„Warum vertrieb man die Ungarndeutschen?“

Schüler aus der Oberlausitz/Sachsen im Zeitzeugengespräch in Bretzfeld

Es war sehr beeindruckend für den Vorstand des Budaörser Heimatvereins, dass der Schüler Gregor Lehmann aus der Nähe von Bautzen den Kontakt nach Bretzfeld suchte. Die umfangreiche Erarbeitung des selbstgewählten Themas für ein Schulprojekt der gymnasialen Oberstufe – „Die Vertriebenen aus Ungarn nach dem Zweiten Weltkrieg“ – führte den jungen Mann zu Joschi Ament. Dieser brachte den Heimatverein Budaörs ins Spiel, und so wurde das Heimatmuseum in Bretzfeld Treffpunkt für einen intensiven Informationsaustausch zwischen dem 16-jährigen Schüler und Zeitzeugen, die die Vertreibung aus Ungarn selbst als Kinder erlebt hatten.

Gregor Lehmann hatte das Thema seiner Projektarbeit aus familiären Gründen gewählt. Seine Großmutter wurde 1948 als Kind selbst Opfer der Vertreibung. Das kleine Dorf Ganna mit rund 250 Einwohnern, ca. 60 km nördlich des Plattensees gelegen, war die alte Heimat von Gregors Großmutter und deren Vorfahren.

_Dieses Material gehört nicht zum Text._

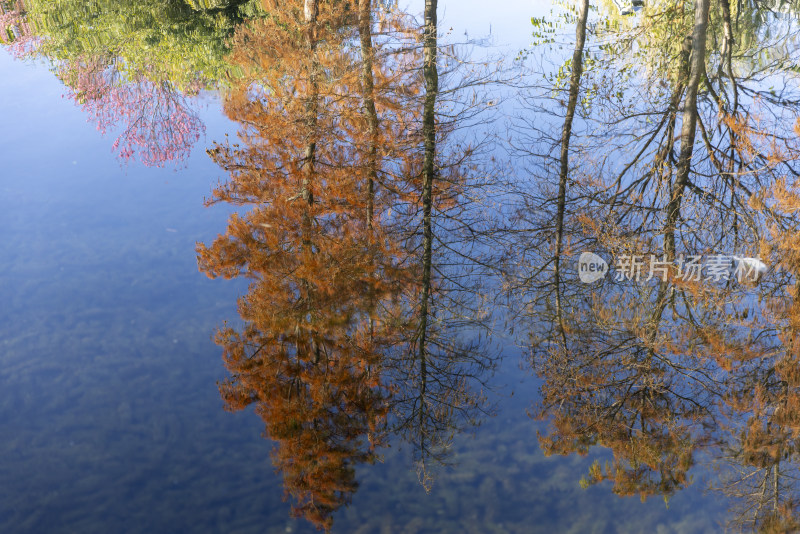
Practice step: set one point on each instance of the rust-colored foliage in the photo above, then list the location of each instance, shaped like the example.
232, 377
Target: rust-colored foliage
316, 241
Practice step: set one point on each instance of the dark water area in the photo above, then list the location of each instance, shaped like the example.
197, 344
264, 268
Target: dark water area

Die ausgiebige Besichtigung des Museums am Vormittag gab viele Informationen. Zusätzlich gelang es, einen kleinen Kreis von Zeitzeugen zu versammeln. Hierzu standen dem jungen Mann aus Sachsen das Ehepaar Josef und Elisabeth Deininger sowie Andreas Ritter gerne in einer gemütlichen Kaffeerunde zur Verfügung. Als Vertreter des Vereins nahmen Theresia Mann und Stefan Vachaja teil. Den Gesamtüberblick über die damaligen Flucht- und Vertreibungsgeschehnisse in Mittel- und Osteuropa und deren Folgen stellte Joschi Ament im Gespräch dar. Aus den Fragen von Gregor Lehmann entwickelte sich ein sehr ergiebiger Austausch, der durch viele Erlebnisberichte und Hintergrundkenntnisse ergänzt werden konnte.

Die Zeitzeugen machten dabei deutlich, in welcher erbarmungslosen Art und Weise die Vertreibung ablief. Der erste dieser Güterzüge – sie waren jeweils mit rund eintausend Personen vollgepackt – fuhr am 19. Januar 1946 aus Budaörs ab. Es war landesweit der erste Vertreibungstransport. Ihm sollten innerhalb weniger Tage sechs weitere Transporte folgen. Am 2. Februar 1946 verließ der 7. Transport die bisherige Heimat Budaörs. Damit waren innerhalb von nur zwei Wochen rund 7.000 Menschen aus dieser einen Gemeinde auf dem Weg in eine ungewisse Zukunft. Mehr als ein Jahr später wurde nochmals ein Zug voller Ungarndeutscher aus Budaörs in die damalige sowjetische Besatzungszone verfrachtet. Den verlassenen Wohnraum übergab man Menschen, die ihrerseits aus den Nachbarstaaten ausgewiesen wurden.

Gerade in den gegenwärtigen Tagen wurde es für die Gesprächspartner einmal mehr deutlich, welch unmenschliche und verheerende Folgen kriegerische Auseinandersetzungen für alle Betroffenen nach sich ziehen.